Ci sono molti modi di leggere, a distanza di trent'anni, gli avvenimenti
del 1977. A partire dalle mega analisi di struttura fino ad arrivare all'intimismo
delle lettere dei lettori a "Lotta Continua". Il mio contributo odierno
vuol essere semplicemente di introduzione alla comprensione di un movimento
ampio, straordinariamente ricco e complesso, che ha segnato in modo assolutamente
significativo la vita di migliaia e migliaia di persone e che ha rappresentato
un punto di non ritorno nelle vicende sociali e politiche di questo paese.
Sono passati ormai pochi giorni dall'anniversario di quel 17 febbraio
1977 alla Sapienza di Roma, dove Lama, uno dei più rappresentativi
esponenti che la CGIL abbia mai avuto, si misurò con la determinazione
di quanti, da sinistra, mal sopportavano la politica di PCI e sindacato
provocandone la pronta ritirata dopo uno scontro fisico con il suo servizio
d'ordine.
Quella data è stata assunta come data d'inizio del "movimento
del '77". In realtà per capire il 1977 dobbiamo per forza rifarci
agli anni precedenti quando, dopo la sconfitta del tentativo apertamente
autoritario culminato con la strage di piazza Fontana e l'involuzione burocratica
del movimento d'opposizione, il persistere della crisi economica e sociale
del paese assume chiaramente caratteri di tipo strutturale, legati al modo
di produzione capitalistico, investendo le basi stesse dell'apparato statale.
La destabilizzazione del quadro sociale e politico è un dato di
fatto sul quale concorrono fattori sia esterni (la crisi petrolifera e
la saturazione dei mercati di riferimento) che interni (la produttività
del sistema e lo stato "sociale").
La risposta padronale a questa crisi passa attraverso una nuova organizzazione
del lavoro dentro la fabbrica basata sul concetto di flessibilità
che viene imposta con l'attacco alle conquiste del '69, all'egualitarismo,
agli automatismi, alla cosiddetta "rigidità", sviluppando nel contempo
automazione e decentramento. Nei servizi invece il tema della produttività
diventa centrale insieme al blocco delle assunzioni. L'aumento dei costi
e delle tariffe, la compressione dei consumi, l'erosione del potere d'acquisto
del reddito dipendente, ne diventano le logiche conseguenze.

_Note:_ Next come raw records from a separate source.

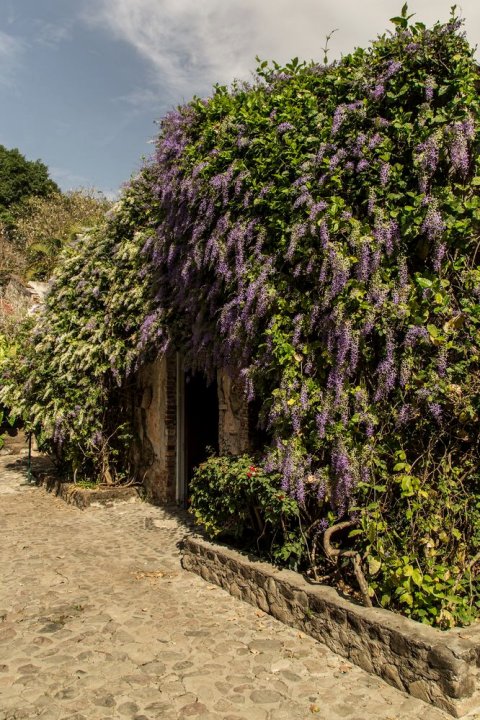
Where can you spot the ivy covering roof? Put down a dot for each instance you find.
(316, 231)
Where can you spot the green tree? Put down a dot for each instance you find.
(21, 178)
(43, 225)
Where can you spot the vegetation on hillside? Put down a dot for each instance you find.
(318, 232)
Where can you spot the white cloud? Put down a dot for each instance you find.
(52, 34)
(190, 44)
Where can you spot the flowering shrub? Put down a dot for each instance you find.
(318, 232)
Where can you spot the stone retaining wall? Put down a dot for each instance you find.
(441, 668)
(86, 497)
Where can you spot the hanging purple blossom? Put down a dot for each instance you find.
(284, 128)
(433, 225)
(384, 173)
(430, 86)
(459, 154)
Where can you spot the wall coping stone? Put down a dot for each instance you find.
(440, 667)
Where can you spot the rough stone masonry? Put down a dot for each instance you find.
(98, 620)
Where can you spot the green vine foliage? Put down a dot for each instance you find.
(316, 231)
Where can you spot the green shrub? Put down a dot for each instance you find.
(233, 498)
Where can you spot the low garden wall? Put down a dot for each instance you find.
(439, 667)
(86, 497)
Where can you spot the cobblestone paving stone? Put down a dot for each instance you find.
(98, 620)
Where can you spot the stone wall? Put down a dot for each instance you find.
(154, 410)
(441, 668)
(232, 415)
(154, 407)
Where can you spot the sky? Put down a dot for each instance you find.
(83, 83)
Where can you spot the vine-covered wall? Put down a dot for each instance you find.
(316, 233)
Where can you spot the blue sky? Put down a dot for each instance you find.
(82, 82)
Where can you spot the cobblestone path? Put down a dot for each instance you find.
(98, 620)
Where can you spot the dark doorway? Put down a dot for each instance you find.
(201, 421)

Le mediazioni politico istituzionali tra DC e PCI, tra capitale e lavoro,
che fino allora avevano consentito al sistema italiano di uscire dalle
devastazioni della guerra e di ricostruirsi, evitando e sconfiggendo le
pulsioni rivoluzionarie di ancora tanta parte del mondo operaio e contadino,
sono messe a dura prova dalle accelerazioni del mercato globale.
Per uscirne, i due principali partiti di governo e d'opposizione ridefiniscono
i loro rapporti sulla base del riconoscimento dell'oggettività della
crisi, dei valori dell'economia di mercato, della difesa dell'interesse
"nazionale". Il tema dell'austerità diventa un tema centrale nella
"predicazione" dell'allora segretario del PCI Berlinguer, per convincere
i lavoratori alla moderazione salariale, come pure il tema del "compromesso
storico" - avanzato dopo il colpo di stato in Cile – viene sbandierato
per convincerli ad abbandonare il terreno dell'autonomia di classe per
diluirsi in un generico fronte progressista contrapposto al fronte reazionario,
identificato nei settori più duri del padronato e del vetero fascismo.
In realtà quello che si andava prefigurando era un vero e proprio
processo di ridefinizione dei rapporti fra le classi. E i risultati si
vedono presto. Espulsione di migliaia di operai dalle fabbriche, uso massiccio
della cassa integrazione per favorire i processi di ristrutturazione, criminalizzazione
delle forme di lotta operaia, licenziamento dei militanti più attivi:
l'erosione del peso storico delle classi lavoratrici tradizionali diventa
sempre più significativo.
Intanto però nuovi settori sociali, a fronte di una situazione
sociale caratterizzata da una disoccupazione crescente e da una distribuzione
del reddito sempre più diseguale, si fanno avanti, diventando protagonisti
di una conflittualità che, sganciata da quella operaia di pura resistenza
interna, si allarga sul territorio. Dipendenti pubblici (ospedalieri e
precari della scuola in primis), giovani disoccupati, universitari senza
sbocchi occupazionali, diventano i protagonisti di lotte fuori dalle "compatibilità"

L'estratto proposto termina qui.